Economic growth in the 20th century produced new middle classes that began to challenge the continued rule of traditional elites. Beginning in Costa Rica, reformist and revolutionary parties had emerged in every country by the middle of the century.
The second half of the 20th century has seen persistent poverty, political instability and social injustice in many of the Central American republics still undergoing modernization. Following the Sandinista overthrow of the Somoza dynasty in Nicaragua in 1978 and 1979, the United States became involved in a major effort to support the counter-revolutionary ("contra") forces against the Marxist government, leading to many deaths and great suffering on both sides (see
Iran-Contra Affair). Guatemala has also witnessed prolonged fighting between alleged left-wing groups and a repressive military. Thousands of deaths and hundreds of thousands of migrants have resulted from this conflict. Panama's political repression and corruption forced the United States to intervene in 1992 to remove President Manuel Noriega, who was allegedly connected to Colombian drug cartels.One of the most significant problems confronting all Central American countries is the difficulty of bringing about significant socioeconomic development without affecting the democratic rights of their populations.

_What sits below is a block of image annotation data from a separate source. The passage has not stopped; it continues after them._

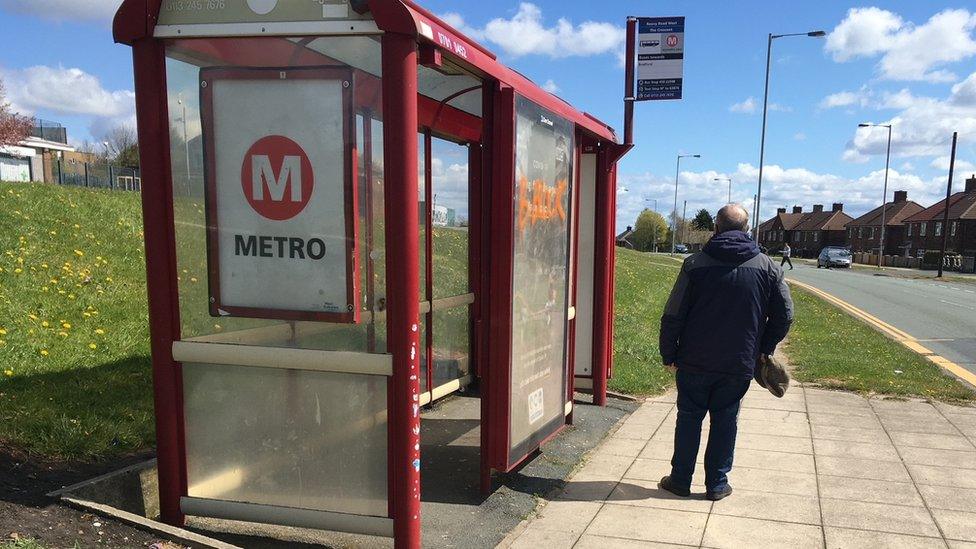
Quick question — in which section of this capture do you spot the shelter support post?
[593,146,616,406]
[132,38,187,526]
[383,33,420,549]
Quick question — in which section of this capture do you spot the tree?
[630,210,668,252]
[0,80,34,146]
[691,208,715,231]
[105,126,139,168]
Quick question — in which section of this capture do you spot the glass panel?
[167,36,386,352]
[431,138,470,298]
[183,364,388,517]
[510,97,575,459]
[433,307,471,387]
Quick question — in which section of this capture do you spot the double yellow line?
[787,279,976,386]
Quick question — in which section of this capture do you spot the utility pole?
[681,200,688,244]
[938,132,959,278]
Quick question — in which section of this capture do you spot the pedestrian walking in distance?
[658,204,793,501]
[779,244,793,271]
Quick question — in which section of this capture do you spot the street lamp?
[857,123,891,269]
[712,177,732,204]
[752,31,827,241]
[671,154,701,255]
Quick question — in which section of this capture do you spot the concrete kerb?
[47,459,240,549]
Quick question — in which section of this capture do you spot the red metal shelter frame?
[113,0,632,548]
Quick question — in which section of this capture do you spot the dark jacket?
[660,231,793,378]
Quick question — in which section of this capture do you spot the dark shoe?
[657,475,691,498]
[705,486,732,501]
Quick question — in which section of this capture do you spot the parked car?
[817,246,851,269]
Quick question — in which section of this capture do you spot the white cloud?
[729,97,756,114]
[931,155,976,171]
[441,2,625,58]
[0,0,122,22]
[820,91,868,109]
[617,161,958,229]
[824,7,976,82]
[729,96,793,114]
[0,65,135,137]
[843,73,976,162]
[542,78,560,93]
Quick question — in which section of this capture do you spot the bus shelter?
[114,0,628,547]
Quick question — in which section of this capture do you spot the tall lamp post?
[671,154,701,255]
[857,124,891,269]
[752,27,827,238]
[712,177,732,204]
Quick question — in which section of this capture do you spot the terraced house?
[847,191,925,255]
[904,174,976,256]
[759,203,853,257]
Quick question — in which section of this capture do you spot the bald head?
[715,204,749,234]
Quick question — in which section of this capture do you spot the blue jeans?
[671,368,750,492]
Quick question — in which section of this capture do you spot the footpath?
[501,383,976,549]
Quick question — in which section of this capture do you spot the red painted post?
[593,145,616,406]
[132,38,186,526]
[383,33,420,549]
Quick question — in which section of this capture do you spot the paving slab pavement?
[500,384,976,549]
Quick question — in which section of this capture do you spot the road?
[786,262,976,373]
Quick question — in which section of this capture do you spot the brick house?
[790,203,854,257]
[847,191,925,255]
[759,206,804,252]
[904,175,976,256]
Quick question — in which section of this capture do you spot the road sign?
[637,17,685,101]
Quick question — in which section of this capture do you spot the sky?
[0,0,976,229]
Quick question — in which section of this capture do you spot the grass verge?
[609,248,681,395]
[0,183,153,459]
[786,287,976,400]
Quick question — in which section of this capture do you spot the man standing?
[659,204,793,501]
[779,242,793,271]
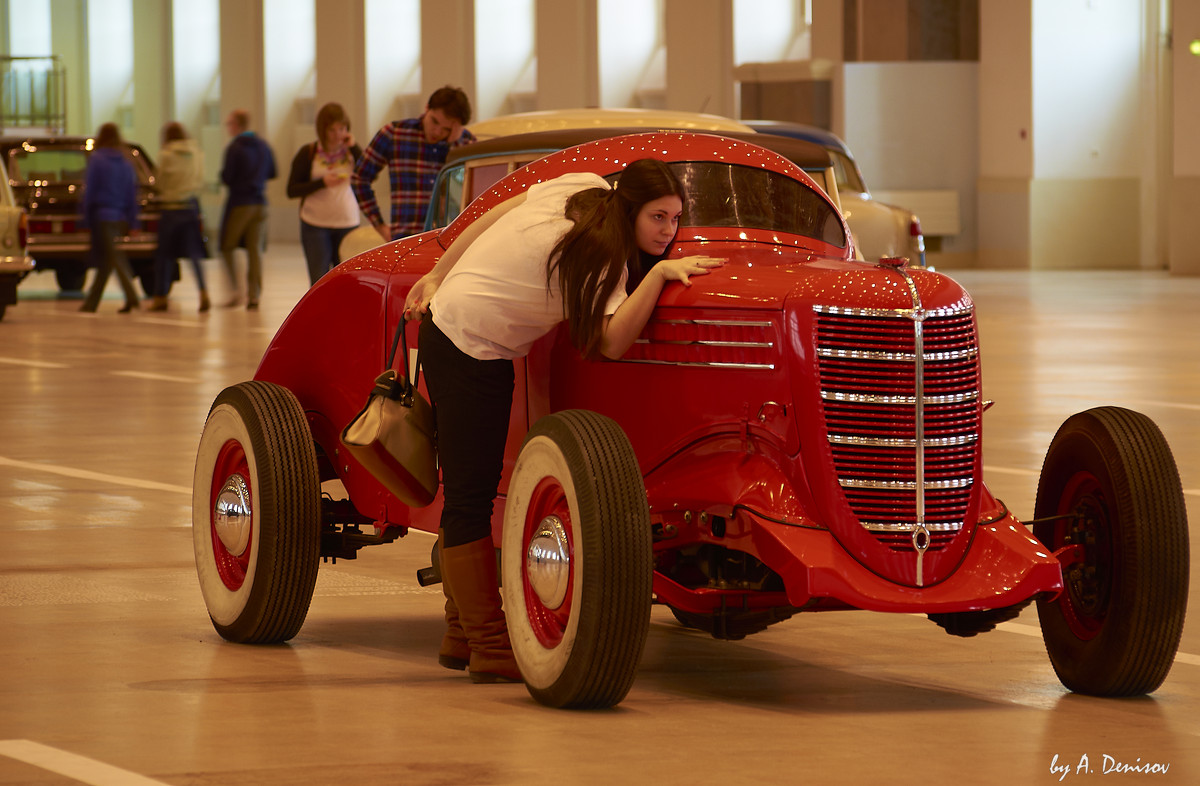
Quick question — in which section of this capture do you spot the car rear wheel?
[1034,407,1189,696]
[192,382,320,643]
[500,410,654,708]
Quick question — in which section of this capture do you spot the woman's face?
[320,122,349,150]
[634,194,683,257]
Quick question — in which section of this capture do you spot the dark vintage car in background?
[0,136,158,293]
[192,133,1189,707]
[0,153,34,319]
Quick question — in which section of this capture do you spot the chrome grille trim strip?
[838,478,974,491]
[829,434,979,448]
[862,521,962,533]
[817,347,979,362]
[613,358,775,371]
[821,390,979,406]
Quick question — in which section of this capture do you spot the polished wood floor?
[0,244,1200,786]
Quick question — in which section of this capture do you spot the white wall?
[1033,0,1146,179]
[842,62,979,252]
[88,0,133,133]
[474,0,534,120]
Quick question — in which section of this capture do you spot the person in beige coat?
[150,122,211,311]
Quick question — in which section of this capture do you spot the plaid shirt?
[350,118,475,240]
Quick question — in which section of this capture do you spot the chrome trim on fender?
[829,434,979,448]
[821,388,979,404]
[862,521,962,533]
[838,478,974,491]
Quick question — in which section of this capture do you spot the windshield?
[671,161,846,248]
[7,144,151,186]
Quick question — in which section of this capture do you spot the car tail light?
[817,306,980,550]
[622,317,779,368]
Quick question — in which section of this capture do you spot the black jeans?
[419,313,514,547]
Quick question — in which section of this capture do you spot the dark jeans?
[83,221,138,311]
[300,221,358,283]
[221,205,266,304]
[419,316,514,547]
[151,206,208,298]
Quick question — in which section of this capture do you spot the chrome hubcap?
[526,516,571,608]
[212,475,252,557]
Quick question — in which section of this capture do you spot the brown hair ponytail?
[546,158,683,358]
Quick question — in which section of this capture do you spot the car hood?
[659,242,970,311]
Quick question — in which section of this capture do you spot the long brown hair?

Given its geostrategic significance (especially the Panama Canal Zone that will revert to complete Panamanian control in the year 2000), Central America is inevitably a key zone for U.S. foreign policy. In the past, political stability has often been allowed to outweigh democratic and human rights. With the formation of new hemispheric-wide trading blocks, Central America may find itself once again left behind in the competitive Latin American struggle to achieve true development.